The advantage of the __iadd__ method is that it doesn't create a "temporary" object when we use the +=-in-place operator on mutable objects, such as Python list objects, which leads to a significant performance increase. This also works for NumPy arrays as we will see in the benchmarks below.



timeit benchmarks

In [4]:
import numpy as np
import timeit

py_int, py_list, np_ary = [[],[]], [[],[]], [[],[]]

for i in range(100, 1100, 100):

    a = i
    b = i
    py_int[0].append(min(timeit.Timer('a = a + b', 
            'from __main__ import a, b').repeat(repeat=3, number=1000)))

    a = i
    py_int[1].append(min(timeit.Timer('a += b', 
            'from __main__ import a, b').repeat(repeat=3, number=1000)))
    
    a = np.ones((i,i))
    np_ary[0].append(min(timeit.Timer('a = a + b', 
            'from __main__ import a, b').repeat(repeat=3, number=1000)))

    a = np.ones((i,i))
    np_ary[1].append(min(timeit.Timer('a += b', 
            'from __main__ import a, b').repeat(repeat=3, number=1000)))
    
    a = list(range(i))
    b = list(range(i))
    py_list[0].append(min(timeit.Timer('a = a + b', 
            'from __main__ import a, b').repeat(repeat=3, number=1000)))

    a = list(range(i))
    py_list[1].append(min(timeit.Timer('a += b', 
            'from __main__ import a, b').repeat(repeat=3, number=1000)))

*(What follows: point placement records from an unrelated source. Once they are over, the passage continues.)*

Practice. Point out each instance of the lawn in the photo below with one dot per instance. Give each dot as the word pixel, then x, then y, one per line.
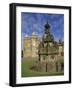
pixel 27 72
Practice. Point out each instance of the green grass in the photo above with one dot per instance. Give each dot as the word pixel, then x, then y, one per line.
pixel 27 72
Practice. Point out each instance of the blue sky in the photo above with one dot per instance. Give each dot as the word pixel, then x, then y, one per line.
pixel 34 22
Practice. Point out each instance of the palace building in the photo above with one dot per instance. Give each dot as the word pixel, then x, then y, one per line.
pixel 31 45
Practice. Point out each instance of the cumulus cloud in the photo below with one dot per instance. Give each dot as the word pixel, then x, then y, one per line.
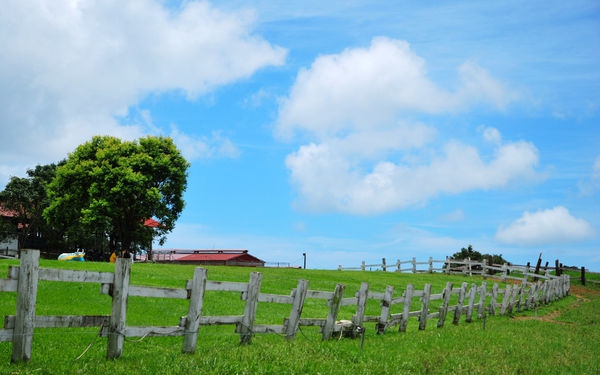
pixel 69 68
pixel 329 179
pixel 363 87
pixel 551 226
pixel 363 159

Preparing to plot the results

In [5]:
import platform
import multiprocessing

def print_sysinfo():
    
    print('\nPython version  :', platform.python_version())
    print('compiler        :', platform.python_compiler())
    
    print('\nsystem     :', platform.system())
    print('release    :', platform.release())
    print('machine    :', platform.machine())
    print('processor  :', platform.processor())
    print('CPU count  :', multiprocessing.cpu_count())
    print('interpreter:', platform.architecture()[0])
    print('\n\n')
In [6]:
%matplotlib inline
In [7]:
import matplotlib.pyplot as plt

def plot():

    data = [py_int, py_list, np_ary]
    colors = ['g', 'b']
    x_vals = range(100, 1100, 100)

    f, ax = plt.subplots(1, 3, figsize=(15,5))

    for i in range(3):
        for j in range(2):
            ax[i].plot(x_vals, data[i][j], alpha=0.4, lw=3)
        ax[i].set_ylim([0, max(data[i][0][-1], data[i][1][-1])*1.5])
        ax[i].set_ylabel('time in milliseconds')    
        ax[i].set_xlabel('sample size N') 
        ax[i].legend(['a = a + x', 'a += x'])
        

    ax[0].set_title('Python integer addition\n(where a and x are integers size N)')
    ax[1].set_title('Addition Python list objects\n'\
                    '(where a and x are lists w. length N)')
    ax[2].set_title('NumPy: In-place operator for element-wise'\
                    'array operation\n(where a is a NxN-dim.NumPy array, x an integer size N)')
    
    plt.tight_layout()
    plt.show()



Results

In [8]:
plot()
print_sysinfo()
Python version  : 3.4.1
compiler        : GCC 4.2.1 (Apple Inc. build 5577)

system     : Darwin
release    : 13.2.0
machine    : x86_64
processor  : i386
CPU count  : 4
interpreter: 64bit



Conclusion

Since the += in-place operator function on immutable objects (here: integers) is merely a workaround using the __add__ method (tmp = a + b; a = tmp) as mentioned in the introduction above, we don't see any performance increase for Python integer types if we use the in-place operator: It is just syntactic sugar.
However, it really pays off performance-wise if we use the in-place operator with on mutable types.